Appended is a response I wrote three years ago to what some people wrote in a comment box announcing Bishop Kicanas’ election to VP of the USCCB. I wrote it before the scandal story broke but I still stand by it. I think Bishop Kicanas responded more than adequately to the current media scandal and frankly I would take anything written about the Church in the media with a pillar of salt. Let us not forget who we’re fighting against. Let us not forget how the media treats the Church and that religion reporters are especially vile and looking to blacken the Church.

James G

“I still remember with fondness when Bishop Kicanas became our coadjutor back when I was in college at Tucson. After Bishop Moreno retired and Bishop Kicanas became the bishop I could not have been more pleased. Bishop Kicanas is a good and holy man.

“Is Bishop Kicanas perfect? No, but he is not in any way a bad bishop. No one who knows me would ever accuse me of being soft and fuzzy; I am definitely not a ‘peace and justice’ type. I disagree with some things that my bishop has done, but he has not done anything that would make me change my belief that he is a good bishop. Criticisms can be made against him, fairly even. You can criticize his decision to speak as a private individual in praise of a politician (who happens to be pro-choice) on an unrelated matter but you cannot question Bishop Kicanas’ pro-life commitment. I suppose it’s possible that Bishop Kicanas could be more vocally outspoken, but I think the same could be said of all of us. It’s darn near impossible to please everyone, there will always be those who say not enough is being done, but I am pleased with him.

“[Some people] may dislike his pastoral outreach to persons with homosexual attractions but in doing so he did not in any way compromise the faith. I read Bishop Kicanas’ letter [regarding pastoral care to persons with SSA] when it came out.
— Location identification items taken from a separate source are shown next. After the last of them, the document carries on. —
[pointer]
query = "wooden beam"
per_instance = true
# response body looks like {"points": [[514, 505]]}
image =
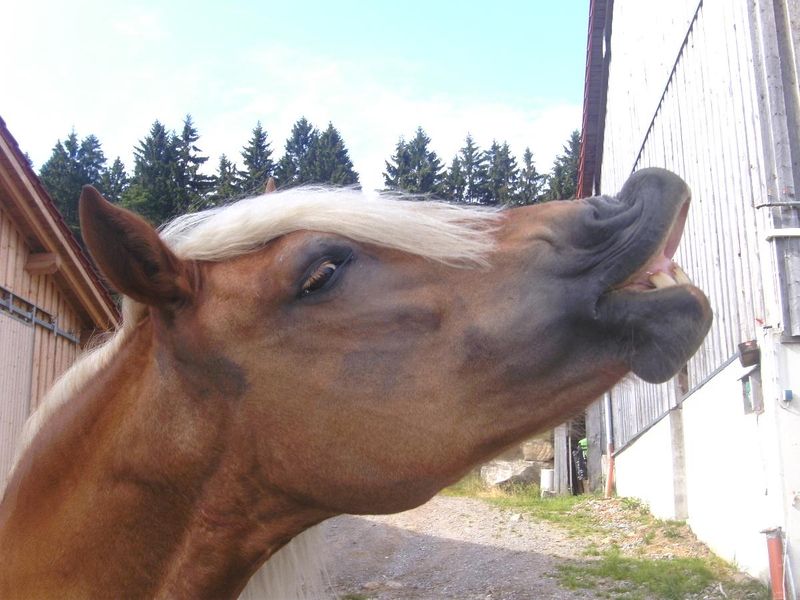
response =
{"points": [[43, 263]]}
While it was more touchy-feely than my taste, it no more compromised the faith than [saying Iran shouldn’t execute people for buggery]. I think he’s done enough to show that he faithfully upholds the Church’s teaching... he and the other AZ bishops wrote [a letter] in favor of a proposed [AZ] constitutional amendment banning gay-marriage. You wouldn’t think it because AZ is a very conservative state, but Tucson is almost as bad as San Francisco when it comes to the prominence of the “gay culture.” Tucson is a very liberal city (I blame it on being an university town) and the pastoral care of people with homosexual attraction is a very real concern. I think Bishop Kicanas is handling it in the best way possible.

“Bishop Kicanas inherited a horrible situation here in the Diocese of Tucson in regards to the abuse scandal; none of which happened on his watch. He handled it in the best manner he could, and I think he did a better job than many other bishops. He’s done all in his power to ensure that the financial ramifications do not affect the parishes. I don’t think any of us could have done better.

“[Some people] may want to criticize, and they’re entitled to do that, but they are speaking of a man they know nothing about. I have nothing but love and respect for Bishop Kicanas and I will not stand by while my bishop is put down by people who do not know him or this diocese. Bishop Kicanas is MY bishop and I would not trade him for any other.”